# Genes measured in each cell (presence matrix)

The Census is a compilation of cells from multiple different datasets. Not all of the source datasets measured the exact same set of genes. This notebook describes the way to identify genes measured per dataset.

The presence matrix is a sparse boolean array, indicating which features (var) were present in each dataset.  The array has dimensions [n_datasets, n_var], and is stored in the SOMA Measurement `varp` collection. The first dimension is indexed by the `soma_joinid` in the `census_datasets` dataframe. The second is indexed by the `soma_joinid` in the `var` dataframe of the measurement.

As a reminder the `obs` data frame has a column `dataset_id` that can be used to link any cell in the Census to the presence matrix.

**Contents** 

1. Opening the Census.
2. Fetching the IDs of the Census datasets.
3. Fetching the dataset presence matrix.
4. Identifying genes measured in a specific dataset.
5. Identifying datasets that measured specific genes.
6. Identifying all genes measured in a dataset.


## Opening the Census

The `cellxgene_census` python package contains a convenient API to open the latest version of the Census. If you open 

In [1]:
import numpy as np
from scipy import sparse
import cellxgene_census

census = cellxgene_census.open_soma()

## Fetching the IDs of the Census datasets

Let's grab a table of all the datasets included in the Census, we will use this table in combination with the presence matrix below.

In [None]:
# Grab the experiment containing human data, and the measurement therein with RNA
human = census["census_data"]["homo_sapiens"]
human_rna = human.ms["RNA"]

# The census-wide datasets
datasets_df = census["census_info"]["datasets"].read().concat().to_pandas()

datasets_df

## Fetching the dataset presence matrix

Now let's fetch the dataset presence matrix. 

For convenience, read the entire presence matrix (for Homo sapiens) into a SciPy array. There is a convenience API providing this capability, returning the matrix in a `scipy.sparse.array`.

In [None]:
presence_matrix = cellxgene_census.get_presence_matrix(census, organism="Homo sapiens", measurement_name="RNA")

presence_matrix

We also need the `var` dataframe, which is read into a Pandas DataFrame for convenient manipulation:

In [None]:
var_df = human_rna.var.read().concat().to_pandas()

var_df

## Identifying genes measured in a specific dataset.

Now that we have the dataset table, the genes metadata table, and the dataset presence matrix, we can check if a gene or set of genes were measured in a specific dataset.

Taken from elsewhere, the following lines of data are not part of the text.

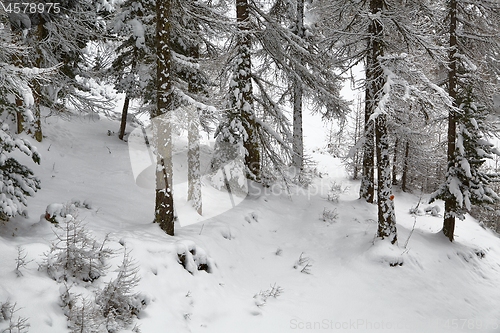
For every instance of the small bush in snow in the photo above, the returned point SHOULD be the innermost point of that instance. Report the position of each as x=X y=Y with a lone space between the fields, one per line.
x=76 y=254
x=84 y=316
x=14 y=325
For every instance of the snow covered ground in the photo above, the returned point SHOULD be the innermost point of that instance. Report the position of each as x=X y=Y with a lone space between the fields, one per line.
x=278 y=265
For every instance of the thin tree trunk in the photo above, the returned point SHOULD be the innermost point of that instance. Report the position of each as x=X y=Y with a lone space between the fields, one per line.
x=164 y=202
x=394 y=162
x=298 y=138
x=19 y=116
x=450 y=204
x=123 y=123
x=385 y=203
x=244 y=81
x=194 y=174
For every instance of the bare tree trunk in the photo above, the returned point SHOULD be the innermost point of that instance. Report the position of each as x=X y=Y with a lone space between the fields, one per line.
x=394 y=162
x=385 y=203
x=243 y=79
x=19 y=116
x=164 y=202
x=123 y=123
x=298 y=137
x=37 y=88
x=450 y=203
x=367 y=189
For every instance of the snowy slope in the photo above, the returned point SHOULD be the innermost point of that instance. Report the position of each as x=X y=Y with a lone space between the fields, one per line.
x=348 y=284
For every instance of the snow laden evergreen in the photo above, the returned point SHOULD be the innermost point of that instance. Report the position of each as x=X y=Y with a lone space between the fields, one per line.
x=183 y=38
x=17 y=181
x=467 y=181
x=473 y=47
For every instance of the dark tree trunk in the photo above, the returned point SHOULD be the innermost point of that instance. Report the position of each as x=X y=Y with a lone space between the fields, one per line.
x=194 y=174
x=450 y=204
x=373 y=75
x=37 y=88
x=244 y=81
x=164 y=203
x=123 y=123
x=404 y=176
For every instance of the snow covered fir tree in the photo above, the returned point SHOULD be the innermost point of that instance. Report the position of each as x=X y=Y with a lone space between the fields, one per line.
x=249 y=166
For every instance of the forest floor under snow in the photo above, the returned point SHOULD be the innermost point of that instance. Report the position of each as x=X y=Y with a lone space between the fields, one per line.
x=330 y=275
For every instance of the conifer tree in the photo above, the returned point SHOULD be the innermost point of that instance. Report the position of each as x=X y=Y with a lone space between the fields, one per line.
x=473 y=44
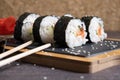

**Important:** the presence matrix is indexed by soma_joinid, and is *NOT* positionally indexed.  In other words:
* the first dimension of the presence matrix is the dataset's `soma_joinid`, as stored in the `census_datasets` dataframe.
* the second dimension of the presence matrix is the feature's `soma_joinid`, as stored in the `var` dataframe.

Let's find out if the the gene `"ENSG00000286096"` was measured in the dataset with id `"97a17473-e2b1-4f31-a544-44a60773e2dd"`.


In [None]:
var_joinid = var_df.loc[var_df.feature_id == "ENSG00000286096"].soma_joinid
dataset_joinid = datasets_df.loc[datasets_df.dataset_id == "97a17473-e2b1-4f31-a544-44a60773e2dd"].soma_joinid
is_present = presence_matrix[dataset_joinid, var_joinid][0, 0]
print(f'Feature is {"present" if is_present else "not present"}.')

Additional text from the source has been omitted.